La présidente taïwanaise s’envole pour une tournée de neuf jours en Amérique. Tsai Ing-wen se rendra au Honduras, au Nicaragua, au Guatemala et au Salvador, quatre des 21 Etats qui reconnaissent Taïwan et non la République populaire de Chine. A l’aller et au retour, elle s’arrêtera aux Etats-Unis et ces deux escales seront scrutées de près. Elle est attendue à Houston samedi 7 janvier puis transitera par San Francisco le 13 janvier et pourrait y être reçue par des représentants du Congrès.

Depuis la visite en Chine populaire du président Richard Nixon en 1972, les Etats-Unis se sont pliés à l’exigence de ne reconnaître qu’une seule Chine. L’établissement de relations diplomatiques avec Pékin a été finalisé en 1979.

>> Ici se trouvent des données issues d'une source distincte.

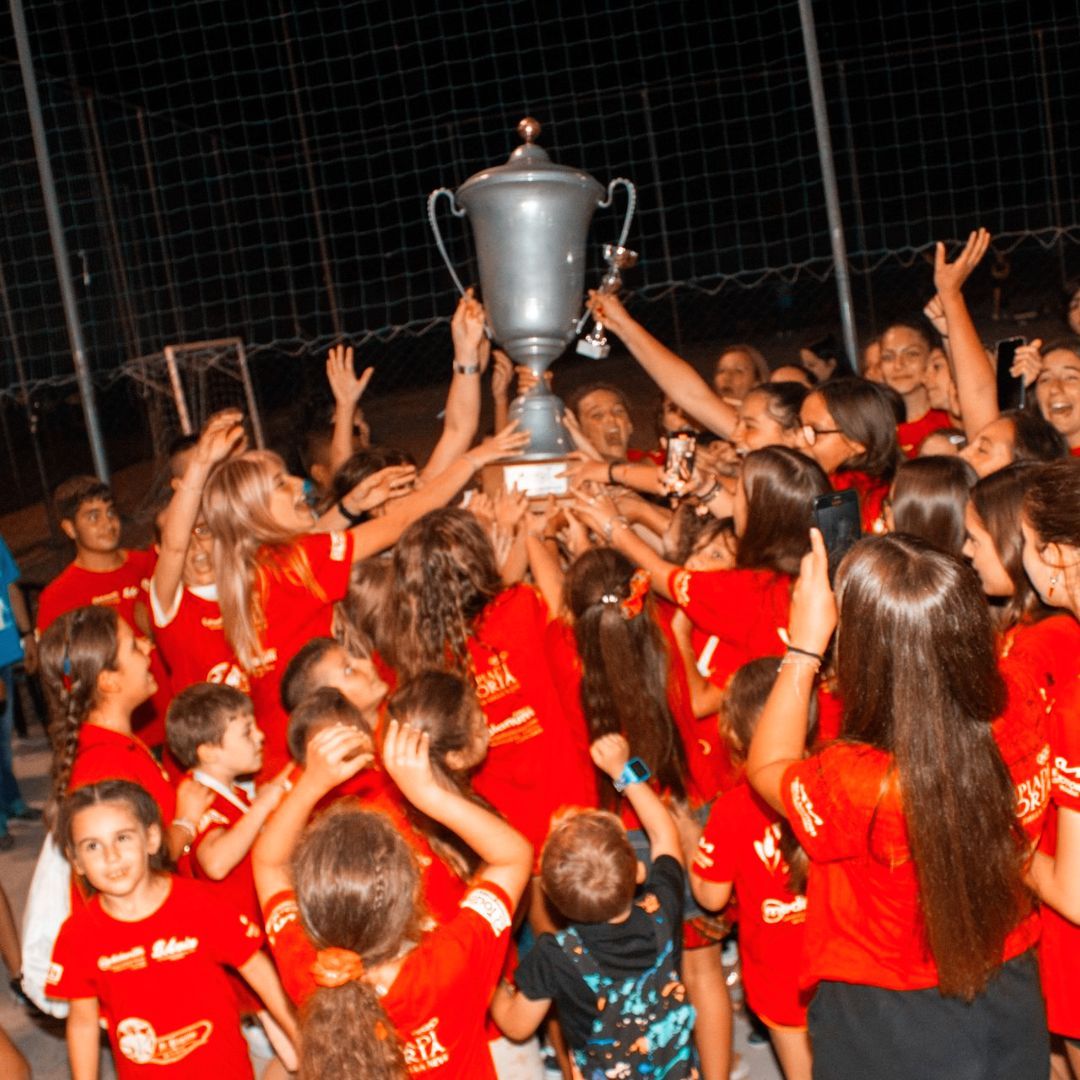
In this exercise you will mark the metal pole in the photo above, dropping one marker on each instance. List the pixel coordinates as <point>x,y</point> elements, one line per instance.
<point>664,242</point>
<point>828,179</point>
<point>58,243</point>
<point>1051,157</point>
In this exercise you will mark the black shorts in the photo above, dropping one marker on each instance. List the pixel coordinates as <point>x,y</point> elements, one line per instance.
<point>865,1033</point>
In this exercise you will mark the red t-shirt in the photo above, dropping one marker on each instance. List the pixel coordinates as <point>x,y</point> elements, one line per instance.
<point>104,754</point>
<point>872,490</point>
<point>192,644</point>
<point>535,763</point>
<point>741,844</point>
<point>743,609</point>
<point>910,433</point>
<point>864,922</point>
<point>1051,650</point>
<point>120,589</point>
<point>294,615</point>
<point>160,983</point>
<point>440,998</point>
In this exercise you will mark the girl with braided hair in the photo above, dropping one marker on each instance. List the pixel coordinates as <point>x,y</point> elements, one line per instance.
<point>96,672</point>
<point>450,612</point>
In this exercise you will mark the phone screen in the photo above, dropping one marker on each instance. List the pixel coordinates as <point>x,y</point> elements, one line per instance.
<point>837,516</point>
<point>1010,388</point>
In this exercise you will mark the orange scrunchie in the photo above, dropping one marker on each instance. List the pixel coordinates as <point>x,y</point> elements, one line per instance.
<point>638,589</point>
<point>335,967</point>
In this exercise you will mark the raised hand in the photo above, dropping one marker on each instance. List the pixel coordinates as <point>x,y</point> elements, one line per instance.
<point>334,755</point>
<point>812,617</point>
<point>949,277</point>
<point>340,374</point>
<point>610,754</point>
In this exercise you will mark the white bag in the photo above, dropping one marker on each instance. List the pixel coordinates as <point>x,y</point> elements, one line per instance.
<point>48,906</point>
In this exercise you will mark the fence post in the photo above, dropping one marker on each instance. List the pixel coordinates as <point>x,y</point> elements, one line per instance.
<point>61,256</point>
<point>828,179</point>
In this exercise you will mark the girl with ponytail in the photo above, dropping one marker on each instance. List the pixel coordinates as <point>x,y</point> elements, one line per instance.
<point>96,672</point>
<point>346,925</point>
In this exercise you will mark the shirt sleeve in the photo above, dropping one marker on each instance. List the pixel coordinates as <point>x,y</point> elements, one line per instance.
<point>70,972</point>
<point>329,555</point>
<point>715,858</point>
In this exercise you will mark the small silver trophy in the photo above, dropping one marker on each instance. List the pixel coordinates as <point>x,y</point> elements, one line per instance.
<point>618,258</point>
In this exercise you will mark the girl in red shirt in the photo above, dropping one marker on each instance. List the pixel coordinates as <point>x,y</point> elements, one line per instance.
<point>850,430</point>
<point>1051,530</point>
<point>747,849</point>
<point>147,953</point>
<point>96,672</point>
<point>279,571</point>
<point>390,1000</point>
<point>917,822</point>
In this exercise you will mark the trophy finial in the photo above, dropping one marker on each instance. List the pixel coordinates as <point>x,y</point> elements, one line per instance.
<point>528,130</point>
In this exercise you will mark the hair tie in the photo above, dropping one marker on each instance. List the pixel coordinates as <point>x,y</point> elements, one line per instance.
<point>638,589</point>
<point>335,967</point>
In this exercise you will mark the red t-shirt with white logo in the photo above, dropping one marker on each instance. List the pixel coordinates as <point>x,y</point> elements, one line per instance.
<point>864,921</point>
<point>744,610</point>
<point>535,761</point>
<point>160,983</point>
<point>741,844</point>
<point>192,644</point>
<point>294,613</point>
<point>439,1001</point>
<point>1050,650</point>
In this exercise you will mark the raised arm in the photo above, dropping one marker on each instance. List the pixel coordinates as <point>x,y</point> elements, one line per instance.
<point>348,388</point>
<point>223,434</point>
<point>671,373</point>
<point>975,381</point>
<point>471,354</point>
<point>505,853</point>
<point>333,756</point>
<point>781,732</point>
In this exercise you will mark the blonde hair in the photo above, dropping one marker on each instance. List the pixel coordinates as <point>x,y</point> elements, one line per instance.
<point>250,548</point>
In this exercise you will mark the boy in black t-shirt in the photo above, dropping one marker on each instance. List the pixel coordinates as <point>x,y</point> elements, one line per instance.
<point>615,972</point>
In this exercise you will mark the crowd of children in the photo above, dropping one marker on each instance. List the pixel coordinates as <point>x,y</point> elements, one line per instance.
<point>397,773</point>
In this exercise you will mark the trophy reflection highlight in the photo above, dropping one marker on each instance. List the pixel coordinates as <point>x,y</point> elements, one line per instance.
<point>618,258</point>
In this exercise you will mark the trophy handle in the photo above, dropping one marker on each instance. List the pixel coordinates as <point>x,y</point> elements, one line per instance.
<point>631,204</point>
<point>432,199</point>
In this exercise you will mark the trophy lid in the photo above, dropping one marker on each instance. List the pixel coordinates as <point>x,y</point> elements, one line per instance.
<point>529,163</point>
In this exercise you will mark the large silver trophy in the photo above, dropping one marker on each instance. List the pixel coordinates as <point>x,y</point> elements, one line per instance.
<point>529,220</point>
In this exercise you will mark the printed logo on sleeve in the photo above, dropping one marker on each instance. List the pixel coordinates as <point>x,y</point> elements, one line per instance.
<point>806,811</point>
<point>139,1043</point>
<point>488,907</point>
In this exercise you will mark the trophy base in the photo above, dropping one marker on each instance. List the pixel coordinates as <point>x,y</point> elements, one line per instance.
<point>595,350</point>
<point>537,478</point>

Washington n’a plus qu’un « Institut américain » et non une ambassade à Taipei mais s’est, en échange, engagé par un texte de loi à défendre Taïwan en cas d’attaque du continent et maintient avec l’île des liens culturels et politiques étroits. Tout contact direct au niveau des chefs d’Etat a cependant été évité depuis, pour maintenir le complexe équilibre diplomatique entre la Chine et les Etats-Unis.

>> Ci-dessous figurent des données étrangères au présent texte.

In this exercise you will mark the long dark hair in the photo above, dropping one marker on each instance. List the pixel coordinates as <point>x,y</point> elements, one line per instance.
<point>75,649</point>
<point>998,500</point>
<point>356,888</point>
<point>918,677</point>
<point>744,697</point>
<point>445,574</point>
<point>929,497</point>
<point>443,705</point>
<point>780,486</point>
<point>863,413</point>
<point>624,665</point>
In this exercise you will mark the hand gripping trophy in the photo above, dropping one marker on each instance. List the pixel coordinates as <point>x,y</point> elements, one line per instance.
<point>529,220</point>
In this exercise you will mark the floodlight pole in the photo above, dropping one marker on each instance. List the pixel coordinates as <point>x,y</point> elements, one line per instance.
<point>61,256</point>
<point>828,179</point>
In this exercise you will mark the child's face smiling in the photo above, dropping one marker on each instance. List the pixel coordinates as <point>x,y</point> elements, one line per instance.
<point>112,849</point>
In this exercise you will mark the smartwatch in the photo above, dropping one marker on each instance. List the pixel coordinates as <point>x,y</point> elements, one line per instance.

Rupture avec les usages en vigueur

Le président élu Donald Trump a rompu avec cet usage en acceptant, vendredi 2 décembre 2016, un appel de félicitations de Mme Tsai, suite à son élection. Puis il a ajouté à la colère de la République populaire de Chine par un tweet qui semblait piétiner l’usage qui a prévalu pendant plus de quatre décennies :

« Intéressant comme les Etats-Unis vendent pour des milliards de dollars d’équipement militaire mais je ne devrais pas accepter un appel de félicitations. »

La Chine a vivement protesté suite à cet échange téléphonique qui, loin d’être une maladresse ponctuelle, était anticipé, selon la presse américaine. Un ancien sénateur devenu lobbyiste, Bob Dole, a touché 140 000 dollars (132 000 euros) entre mai et octobre 2016 des autorités taïwanaises pour les aider à établir des liens avec l’équipe de M. Trump.

Les affaires ne sont jamais loin. Quelques semaines avant cet appel, une représentante du groupe Trump avait rencontré le maire de Taoyuan, la commune du grand Taipei où est situé l’aéroport international. Elle lui a dit tout l’intérêt de l’organisation, qui souhaite investir dans un nouveau complexe hotelier et commercial envisagé proche des pistes.

Le futur président a encore renforcé l’inquiétude de la Chine continentale en répondant « we’ll see » (« on verra ») à un journaliste qui lui demandait, le 31 décembre, s’il comptait rencontrer Tsai Ing-wen.

Démonstration militaire

Depuis l’appel, Pékin a activé plusieurs leviers de dissuasion. Après une trêve dans la guerre des reconnaissances diplomatiques pour accommoder Ma Ying-jeou, qui, à la présidence taïwanaise de 2008 à mai 2016, a œuvré au rapprochement économique avec le continent, la République populaire a repris l’offensive.

Pékin a ainsi convaincu Sao Tomé-et-Principe d’établir des liens diplomatiques avec lui. Au lendemain de ce basculement, opéré le 21 décembre 2016, Taipei a reproché à ce petit Etat au large de l’Afrique de l’Ouest de céder « au plus offrant » – un jeu diplomatico-financier que Taïwan a pourtant longtemps pratiqué.

La démonstration est également militaire. L’unique porte-avions chinois, le Liaoning, est pour la première fois sorti dans le Pacifique autour de Noël, passant entre le nord de Taïwan et l’archipel japonais d’Okinawa, encadré par cinq autres navires. Puis il a franchi le détroit séparant le sud de Taïwan du nord des Philippines pour parvenir en mer de Chine méridionale, un parcours qui se voulait un message explicite à destination de Taipei et Washington.

Bien que jugée faible, la probabilité que M. Trump en personne rencontre Mme Tsai inquiète la Chine, déboussolée par le caractère du futur chef d’Etat américain, qui a promis d’être « imprévisible » et n’a pas calmé le jeu depuis.

Pékin voit se profiler un rapide rapprochement russo-américain alors qu’il avait pu profiter des tensions entre Moscou et Washington pour développer ses propres capacités de réaction ces dernières années.

Qu’il s’agisse du commerce, du cours du yuan ou de Taïwan, la Chine constate chaque jour un peu plus qu’elle est dans le viseur du nouveau président. Dans ce contexte, même une rencontre de Mme Tsai avec une personnalité proche de M. Trump et non avec lui-même sera vue comme un défi.